Франциска фон Мешеде, Михал Доманский, Ян Чарномский, их камердинеры были отвезены в Ригу в трех каретах. Михал так и не увиделся с Франциской и не узнал от нее о смерти своей подруги. И ни от кого не узнал! Дорога ободрила его и его спутников. Экипажи, везшие их, ехали быстро. Карета, в которой везли Франциску, отставала. Всем сказали, что в Риге их снабдят деньгами для дальнейшего пути и отпустят на свободу. Михал старался не думать ни о прошлом, ни о возможностях дальнейшей своей жизни. Он глубоко дышал, когда его выводили из кареты; ел, сознавая, что есть необходимо… В Риге его заперли в одиночную камеру замковой тюрьмы. Он более никогда не видел своих спутников. Об отпуске на свободу речи уже не велись. Он уже и догадался, что никакой свободы не будет! Он попросил одного из тюремщиков принести какую-нибудь книгу:
– … Хорошо бы Платонову «Апологию Сократа»…

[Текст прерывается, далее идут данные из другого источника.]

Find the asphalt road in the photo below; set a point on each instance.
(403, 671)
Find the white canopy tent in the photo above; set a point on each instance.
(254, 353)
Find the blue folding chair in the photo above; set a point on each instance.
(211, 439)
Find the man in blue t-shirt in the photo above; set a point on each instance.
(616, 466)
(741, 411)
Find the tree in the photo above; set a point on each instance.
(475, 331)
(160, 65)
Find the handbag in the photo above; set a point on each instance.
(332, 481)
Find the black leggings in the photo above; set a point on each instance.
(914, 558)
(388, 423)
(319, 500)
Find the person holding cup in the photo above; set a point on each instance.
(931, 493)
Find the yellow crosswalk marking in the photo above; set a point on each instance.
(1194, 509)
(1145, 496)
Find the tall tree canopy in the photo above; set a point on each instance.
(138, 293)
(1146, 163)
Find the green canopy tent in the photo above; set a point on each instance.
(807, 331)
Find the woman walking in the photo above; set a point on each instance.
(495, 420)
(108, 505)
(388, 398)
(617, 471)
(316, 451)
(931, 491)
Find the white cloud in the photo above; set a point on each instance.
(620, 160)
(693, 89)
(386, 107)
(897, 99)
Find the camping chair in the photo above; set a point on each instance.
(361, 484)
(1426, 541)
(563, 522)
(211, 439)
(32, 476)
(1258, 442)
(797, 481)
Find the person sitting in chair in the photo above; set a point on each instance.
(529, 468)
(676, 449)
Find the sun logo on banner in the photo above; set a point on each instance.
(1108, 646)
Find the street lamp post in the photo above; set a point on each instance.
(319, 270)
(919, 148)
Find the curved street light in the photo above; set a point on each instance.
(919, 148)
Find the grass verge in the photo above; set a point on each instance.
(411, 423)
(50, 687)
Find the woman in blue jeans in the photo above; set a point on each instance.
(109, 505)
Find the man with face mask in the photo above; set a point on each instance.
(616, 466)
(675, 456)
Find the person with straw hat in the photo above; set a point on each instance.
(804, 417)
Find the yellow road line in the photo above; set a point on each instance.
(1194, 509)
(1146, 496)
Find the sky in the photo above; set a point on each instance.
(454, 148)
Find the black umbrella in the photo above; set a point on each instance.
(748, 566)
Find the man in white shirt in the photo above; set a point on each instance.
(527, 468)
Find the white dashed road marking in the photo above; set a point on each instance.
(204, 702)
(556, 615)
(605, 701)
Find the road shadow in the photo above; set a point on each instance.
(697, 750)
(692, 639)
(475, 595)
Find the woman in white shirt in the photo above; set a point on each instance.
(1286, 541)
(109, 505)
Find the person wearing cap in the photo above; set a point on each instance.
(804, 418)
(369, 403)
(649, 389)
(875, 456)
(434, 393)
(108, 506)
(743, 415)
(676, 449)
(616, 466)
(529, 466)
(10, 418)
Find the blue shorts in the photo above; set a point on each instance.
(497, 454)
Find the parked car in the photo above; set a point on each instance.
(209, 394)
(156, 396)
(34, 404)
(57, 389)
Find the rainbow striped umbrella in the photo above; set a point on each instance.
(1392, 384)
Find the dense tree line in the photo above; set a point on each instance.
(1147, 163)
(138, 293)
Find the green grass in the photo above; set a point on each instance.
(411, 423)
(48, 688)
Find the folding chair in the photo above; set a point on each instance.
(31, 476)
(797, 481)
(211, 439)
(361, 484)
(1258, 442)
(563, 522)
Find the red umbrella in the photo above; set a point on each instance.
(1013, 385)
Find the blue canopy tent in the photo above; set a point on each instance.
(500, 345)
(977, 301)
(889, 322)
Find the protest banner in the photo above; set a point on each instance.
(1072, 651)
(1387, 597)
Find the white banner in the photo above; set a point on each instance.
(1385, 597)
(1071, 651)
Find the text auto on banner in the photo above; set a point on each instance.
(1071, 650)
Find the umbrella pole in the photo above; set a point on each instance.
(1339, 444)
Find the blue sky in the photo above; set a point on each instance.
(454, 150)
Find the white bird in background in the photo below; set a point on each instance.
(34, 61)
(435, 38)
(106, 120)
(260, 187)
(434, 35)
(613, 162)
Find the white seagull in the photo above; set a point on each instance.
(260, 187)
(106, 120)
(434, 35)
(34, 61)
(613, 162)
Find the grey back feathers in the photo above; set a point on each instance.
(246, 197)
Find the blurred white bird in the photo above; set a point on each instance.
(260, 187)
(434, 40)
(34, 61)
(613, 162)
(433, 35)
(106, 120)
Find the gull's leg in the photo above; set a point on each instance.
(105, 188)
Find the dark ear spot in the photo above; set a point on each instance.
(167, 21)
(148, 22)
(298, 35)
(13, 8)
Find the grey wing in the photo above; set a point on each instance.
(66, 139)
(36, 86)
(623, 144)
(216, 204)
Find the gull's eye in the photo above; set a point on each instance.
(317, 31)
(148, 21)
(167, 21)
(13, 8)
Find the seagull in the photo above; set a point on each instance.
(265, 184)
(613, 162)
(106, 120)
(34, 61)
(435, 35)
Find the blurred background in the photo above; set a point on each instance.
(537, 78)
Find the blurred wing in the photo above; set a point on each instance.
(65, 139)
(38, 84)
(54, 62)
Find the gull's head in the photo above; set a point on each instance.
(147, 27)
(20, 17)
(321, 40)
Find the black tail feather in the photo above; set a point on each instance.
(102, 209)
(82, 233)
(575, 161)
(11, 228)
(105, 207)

Он испытал настоящую радость, когда ему принесли именно «Апологию Сократа» на греческом языке…
«…Спросите друг у друга, слыхал ли кто из вас когда-нибудь, чтобы я хоть что-то говорил о подобных вещах, и тогда вы узнаете, что настолько же несправедливо и остальное, что обо мне говорят.
Но ничего такого не было…» [87]
Он попросил перья, бумагу, чернила…
87
Платон «Апология Сократа». Перевод М. С. Соловьева.